On Tue, Jan 20, 2015 at 12:47 AM, Benjamin Staffin <[email protected]

wrote:

It does still intercept system calls in userland, and it's going to have
some unavoidable speed overhead.

—
Reply to this email directly or view it on GitHub
https://github.com/NixOS/nix/issues/179#issuecomment-70581168.

My sophisticated web searches (i.e. "proot benchmark") didn't show up
anything. Anybody tried it yet?

On Tue Jan 20 2015 at 4:17:27 AM Alexander Kjeldaas <
[email protected]> wrote:

Isn't it documented to use ptrace? If so it will signal the controlling
process and wait for a command on every syscall that is intercepted.

On Tue, Jan 20, 2015 at 12:47 AM, Benjamin Staffin <
[email protected]

wrote:

It does still intercept system calls in userland, and it's going to have
some unavoidable speed overhead.

—
Reply to this email directly or view it on GitHub
https://github.com/NixOS/nix/issues/179#issuecomment-70581168.

—
Reply to this email directly or view it on GitHub
https://github.com/NixOS/nix/issues/179#issuecomment-70598527.

Hello all,

I confirm that PRoot uses QEMU to run non-native binaries only, and
that it is currently based on ptrace; which is known to cause a
significant slowdown. However, in order to decrease this slowdown as
much as possible, PRoot uses process_vm_{readv/writev} (available on
Linux 3.2+) and seccomp mode 2 (available on Linux 3.5+). For
information, here follow figures I've published when I've enabled
seccomp mode 2 in PRoot:

https://github.com/cedric-vincent/PRoot/blob/v5.1.0/doc/proot/changelog.txt#L510

My suggestion is to give PRoot a try if your kernel version is equal
or greater than 3.5, and if it's not too difficult to replace in your
scripts calls to "chroot" and to "mount --bind" with a call to
"proot". If PRoot is not fast enough, this will be likely fixed in
the future using kernel namepaces (available on Linux 3.8+).

Regards,
Cedric.

Seems like using Linux namespaces would dovetail with the pure Darwin stdenv work.
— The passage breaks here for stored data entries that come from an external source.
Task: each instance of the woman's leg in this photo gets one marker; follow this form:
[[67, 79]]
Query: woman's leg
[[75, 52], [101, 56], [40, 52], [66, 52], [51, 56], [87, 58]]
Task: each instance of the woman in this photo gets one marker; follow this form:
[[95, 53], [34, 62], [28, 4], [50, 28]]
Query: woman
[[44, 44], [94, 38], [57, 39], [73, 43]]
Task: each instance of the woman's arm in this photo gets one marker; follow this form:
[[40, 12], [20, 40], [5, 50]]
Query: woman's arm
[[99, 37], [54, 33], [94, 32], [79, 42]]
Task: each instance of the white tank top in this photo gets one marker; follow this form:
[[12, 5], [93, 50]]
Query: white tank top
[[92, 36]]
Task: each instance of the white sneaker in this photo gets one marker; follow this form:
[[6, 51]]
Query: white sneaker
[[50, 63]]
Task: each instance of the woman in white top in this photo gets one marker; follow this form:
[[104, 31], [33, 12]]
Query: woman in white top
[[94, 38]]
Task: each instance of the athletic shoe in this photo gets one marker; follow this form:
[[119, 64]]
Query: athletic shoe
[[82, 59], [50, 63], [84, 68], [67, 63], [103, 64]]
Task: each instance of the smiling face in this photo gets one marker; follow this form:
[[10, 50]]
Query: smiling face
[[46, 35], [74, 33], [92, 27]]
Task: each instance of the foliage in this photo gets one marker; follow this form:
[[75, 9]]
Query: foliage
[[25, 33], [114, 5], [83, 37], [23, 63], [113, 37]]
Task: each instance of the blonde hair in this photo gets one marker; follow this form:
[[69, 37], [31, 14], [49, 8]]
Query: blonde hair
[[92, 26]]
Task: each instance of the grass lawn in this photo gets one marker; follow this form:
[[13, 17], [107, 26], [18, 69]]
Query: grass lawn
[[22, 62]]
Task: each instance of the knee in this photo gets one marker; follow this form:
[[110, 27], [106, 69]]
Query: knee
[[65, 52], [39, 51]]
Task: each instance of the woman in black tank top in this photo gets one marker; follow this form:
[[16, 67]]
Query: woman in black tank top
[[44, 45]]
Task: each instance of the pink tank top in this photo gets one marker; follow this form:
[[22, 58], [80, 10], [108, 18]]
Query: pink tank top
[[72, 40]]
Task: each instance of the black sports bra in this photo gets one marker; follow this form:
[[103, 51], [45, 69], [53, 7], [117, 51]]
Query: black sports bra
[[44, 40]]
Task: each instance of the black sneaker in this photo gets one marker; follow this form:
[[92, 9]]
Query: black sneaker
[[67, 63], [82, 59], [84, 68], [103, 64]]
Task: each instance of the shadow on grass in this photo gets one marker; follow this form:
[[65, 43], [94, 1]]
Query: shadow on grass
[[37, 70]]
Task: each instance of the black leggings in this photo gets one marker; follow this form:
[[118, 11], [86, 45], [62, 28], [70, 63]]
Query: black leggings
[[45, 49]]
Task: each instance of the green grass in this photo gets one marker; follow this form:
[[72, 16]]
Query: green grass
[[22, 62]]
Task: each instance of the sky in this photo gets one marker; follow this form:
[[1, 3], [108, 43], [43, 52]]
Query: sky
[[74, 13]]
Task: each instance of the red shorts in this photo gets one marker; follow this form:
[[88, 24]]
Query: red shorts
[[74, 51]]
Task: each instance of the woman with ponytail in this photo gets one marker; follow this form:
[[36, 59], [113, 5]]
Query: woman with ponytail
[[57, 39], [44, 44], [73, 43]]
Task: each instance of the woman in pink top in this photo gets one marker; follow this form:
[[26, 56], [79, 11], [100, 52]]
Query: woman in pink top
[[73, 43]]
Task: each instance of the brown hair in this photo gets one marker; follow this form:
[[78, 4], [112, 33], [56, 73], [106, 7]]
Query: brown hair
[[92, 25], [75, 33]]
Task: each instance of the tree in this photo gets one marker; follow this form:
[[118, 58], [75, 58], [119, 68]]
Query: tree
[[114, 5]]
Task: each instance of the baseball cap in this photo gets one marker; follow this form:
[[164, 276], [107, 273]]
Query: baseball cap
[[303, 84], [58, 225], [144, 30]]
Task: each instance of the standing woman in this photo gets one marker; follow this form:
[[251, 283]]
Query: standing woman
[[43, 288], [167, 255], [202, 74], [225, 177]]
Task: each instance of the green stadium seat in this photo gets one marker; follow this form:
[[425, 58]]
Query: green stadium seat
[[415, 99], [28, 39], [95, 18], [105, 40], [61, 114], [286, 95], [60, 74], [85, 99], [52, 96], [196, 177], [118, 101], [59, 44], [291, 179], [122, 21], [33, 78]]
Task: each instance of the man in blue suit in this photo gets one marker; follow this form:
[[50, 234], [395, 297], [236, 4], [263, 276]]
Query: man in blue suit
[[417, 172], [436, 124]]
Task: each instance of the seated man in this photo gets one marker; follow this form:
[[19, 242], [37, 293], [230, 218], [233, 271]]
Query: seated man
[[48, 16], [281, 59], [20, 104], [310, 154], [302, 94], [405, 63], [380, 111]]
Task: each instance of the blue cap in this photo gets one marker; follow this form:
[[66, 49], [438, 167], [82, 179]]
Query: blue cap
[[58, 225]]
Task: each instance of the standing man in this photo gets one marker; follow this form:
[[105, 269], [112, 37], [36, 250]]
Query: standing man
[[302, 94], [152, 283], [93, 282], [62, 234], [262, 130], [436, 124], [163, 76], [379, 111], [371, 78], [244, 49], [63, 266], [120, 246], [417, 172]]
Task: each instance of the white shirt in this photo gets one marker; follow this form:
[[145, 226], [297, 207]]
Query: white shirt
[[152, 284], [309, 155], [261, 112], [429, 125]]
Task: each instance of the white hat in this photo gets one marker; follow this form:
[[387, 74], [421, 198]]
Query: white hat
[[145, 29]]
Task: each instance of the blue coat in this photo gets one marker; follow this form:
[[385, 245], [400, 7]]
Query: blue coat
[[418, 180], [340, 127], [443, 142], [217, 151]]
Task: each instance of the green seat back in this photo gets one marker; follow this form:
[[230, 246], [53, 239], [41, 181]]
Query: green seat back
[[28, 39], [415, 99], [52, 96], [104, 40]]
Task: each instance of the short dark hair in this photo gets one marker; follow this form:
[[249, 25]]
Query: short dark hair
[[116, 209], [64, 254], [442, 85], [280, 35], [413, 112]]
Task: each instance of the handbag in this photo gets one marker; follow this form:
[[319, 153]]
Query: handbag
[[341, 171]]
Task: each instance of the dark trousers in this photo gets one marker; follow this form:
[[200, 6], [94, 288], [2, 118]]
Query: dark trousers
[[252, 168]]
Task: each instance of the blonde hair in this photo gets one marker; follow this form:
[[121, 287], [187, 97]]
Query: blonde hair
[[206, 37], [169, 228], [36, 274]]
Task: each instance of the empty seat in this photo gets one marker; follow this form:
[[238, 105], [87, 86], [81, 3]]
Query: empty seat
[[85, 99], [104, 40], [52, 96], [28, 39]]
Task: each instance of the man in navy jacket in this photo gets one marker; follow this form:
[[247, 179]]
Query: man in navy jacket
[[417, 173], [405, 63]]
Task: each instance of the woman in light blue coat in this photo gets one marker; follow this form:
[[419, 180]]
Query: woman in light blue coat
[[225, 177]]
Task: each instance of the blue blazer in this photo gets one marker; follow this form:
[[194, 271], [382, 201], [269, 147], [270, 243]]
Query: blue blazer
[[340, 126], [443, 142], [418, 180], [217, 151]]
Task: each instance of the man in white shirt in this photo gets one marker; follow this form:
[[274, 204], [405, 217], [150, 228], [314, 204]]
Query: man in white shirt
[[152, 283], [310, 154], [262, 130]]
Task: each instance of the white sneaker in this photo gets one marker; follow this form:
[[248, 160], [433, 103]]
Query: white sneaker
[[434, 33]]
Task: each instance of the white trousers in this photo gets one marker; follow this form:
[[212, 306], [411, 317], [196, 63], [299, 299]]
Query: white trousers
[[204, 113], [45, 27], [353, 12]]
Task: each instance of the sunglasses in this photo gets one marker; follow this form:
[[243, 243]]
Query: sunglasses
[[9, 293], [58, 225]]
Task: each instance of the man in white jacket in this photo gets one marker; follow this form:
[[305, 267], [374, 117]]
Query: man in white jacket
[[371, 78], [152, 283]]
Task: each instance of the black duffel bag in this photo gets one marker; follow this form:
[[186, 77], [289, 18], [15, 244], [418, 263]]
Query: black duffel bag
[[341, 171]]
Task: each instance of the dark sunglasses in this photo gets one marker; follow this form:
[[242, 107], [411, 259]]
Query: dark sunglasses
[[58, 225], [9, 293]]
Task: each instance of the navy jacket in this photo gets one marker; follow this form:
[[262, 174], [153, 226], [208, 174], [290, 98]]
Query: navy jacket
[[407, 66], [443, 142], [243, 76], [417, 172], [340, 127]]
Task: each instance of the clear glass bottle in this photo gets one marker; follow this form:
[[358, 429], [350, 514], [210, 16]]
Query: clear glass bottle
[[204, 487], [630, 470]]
All the better if they are faster than chroots.

They actually already use Linux namespaces. chroot is a bad name for them.

Heh, in that case NixOS should call them Containers and pick up some buzzword publicity points. "Build all the things in containers!" containers containers containers containers containers. ;-)
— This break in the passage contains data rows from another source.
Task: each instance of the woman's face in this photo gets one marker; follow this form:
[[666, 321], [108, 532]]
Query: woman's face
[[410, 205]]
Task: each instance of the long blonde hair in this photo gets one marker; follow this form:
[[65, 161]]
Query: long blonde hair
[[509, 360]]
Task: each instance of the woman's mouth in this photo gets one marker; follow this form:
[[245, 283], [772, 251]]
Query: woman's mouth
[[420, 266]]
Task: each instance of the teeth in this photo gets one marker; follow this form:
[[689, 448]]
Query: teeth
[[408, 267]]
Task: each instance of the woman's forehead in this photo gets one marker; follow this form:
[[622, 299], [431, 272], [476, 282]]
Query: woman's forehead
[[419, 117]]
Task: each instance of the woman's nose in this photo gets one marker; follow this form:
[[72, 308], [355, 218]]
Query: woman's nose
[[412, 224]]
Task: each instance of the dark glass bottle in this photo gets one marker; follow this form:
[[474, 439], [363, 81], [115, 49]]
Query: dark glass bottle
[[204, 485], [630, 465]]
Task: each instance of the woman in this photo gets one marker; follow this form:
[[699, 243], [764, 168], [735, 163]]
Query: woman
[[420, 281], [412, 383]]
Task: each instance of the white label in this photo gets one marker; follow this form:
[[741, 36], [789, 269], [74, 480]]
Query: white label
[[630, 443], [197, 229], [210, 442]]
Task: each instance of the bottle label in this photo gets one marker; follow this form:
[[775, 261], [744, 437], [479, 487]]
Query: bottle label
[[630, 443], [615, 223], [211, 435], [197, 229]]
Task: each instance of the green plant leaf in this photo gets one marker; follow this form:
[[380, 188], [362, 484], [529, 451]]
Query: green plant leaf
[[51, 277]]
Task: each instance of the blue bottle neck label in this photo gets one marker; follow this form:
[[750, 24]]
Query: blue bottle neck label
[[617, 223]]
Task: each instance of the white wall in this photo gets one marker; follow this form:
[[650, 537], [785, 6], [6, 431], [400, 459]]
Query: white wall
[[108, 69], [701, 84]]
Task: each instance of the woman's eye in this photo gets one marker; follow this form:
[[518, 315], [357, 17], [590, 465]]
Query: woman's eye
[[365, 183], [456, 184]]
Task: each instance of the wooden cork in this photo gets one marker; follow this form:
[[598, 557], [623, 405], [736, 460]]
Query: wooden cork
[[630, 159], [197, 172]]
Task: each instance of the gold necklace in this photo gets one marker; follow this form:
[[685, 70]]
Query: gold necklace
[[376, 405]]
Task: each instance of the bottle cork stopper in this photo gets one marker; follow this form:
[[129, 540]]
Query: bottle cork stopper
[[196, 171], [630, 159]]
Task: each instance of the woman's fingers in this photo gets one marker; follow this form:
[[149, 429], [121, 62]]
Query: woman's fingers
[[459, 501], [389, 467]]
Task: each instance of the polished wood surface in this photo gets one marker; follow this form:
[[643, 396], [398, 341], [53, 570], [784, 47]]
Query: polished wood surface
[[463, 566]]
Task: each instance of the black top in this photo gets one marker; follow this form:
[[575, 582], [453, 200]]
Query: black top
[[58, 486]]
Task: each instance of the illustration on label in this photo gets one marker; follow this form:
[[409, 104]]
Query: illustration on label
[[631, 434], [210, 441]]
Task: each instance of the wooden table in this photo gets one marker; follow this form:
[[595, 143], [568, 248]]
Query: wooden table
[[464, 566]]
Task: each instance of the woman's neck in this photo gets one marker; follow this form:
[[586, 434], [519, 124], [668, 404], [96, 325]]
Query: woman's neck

@benley good point :smile:

@edolstra the chroot naming has bugged me for a while, especially given that neither of our platforms that support the feature actually use chroot. Sandbox/container builds seems like a more neutral term for the concept, and chroot could remain a deprecated alias for a few releases. I realize naming is the least of our concerns, but the naming also suggests that they're less secure/isolated than they actually are, and I think that's detrimental to perception. I do think trustability/auditability of builds and build machines is a key selling point for Nix, and one we should probably push harder (on the front page) than we currently do.

It's unshare + chroot. It's not only unshare, and not only chroot. Chroot is a valid term, when applicable.

_Sandbox_ is a good general term for this, IMO.

I agree that sandbox is a fine term. But that's really something for a separate issue.

Do we use unshare in such a way that this will work without root? Is the implementation shared with nix-container at all?

@Ericson2314 I currently have a ticket for that (I think it's what you mean): https://github.com/NixOS/nix/issues/625

@Ericson2314 no it needs root because NEWUSER is not used apparently, but @edolstra can tell better: http://lxr.devzen.net/source/xref/nix/src/libstore/build.cc#2131

It _should_ be possible to use NEWUSER and set a mapping for the build users. With NEWUSER it's also possible to chroot(). That means it would be possible to have sandboxing when nix is running as user without nix-daemon.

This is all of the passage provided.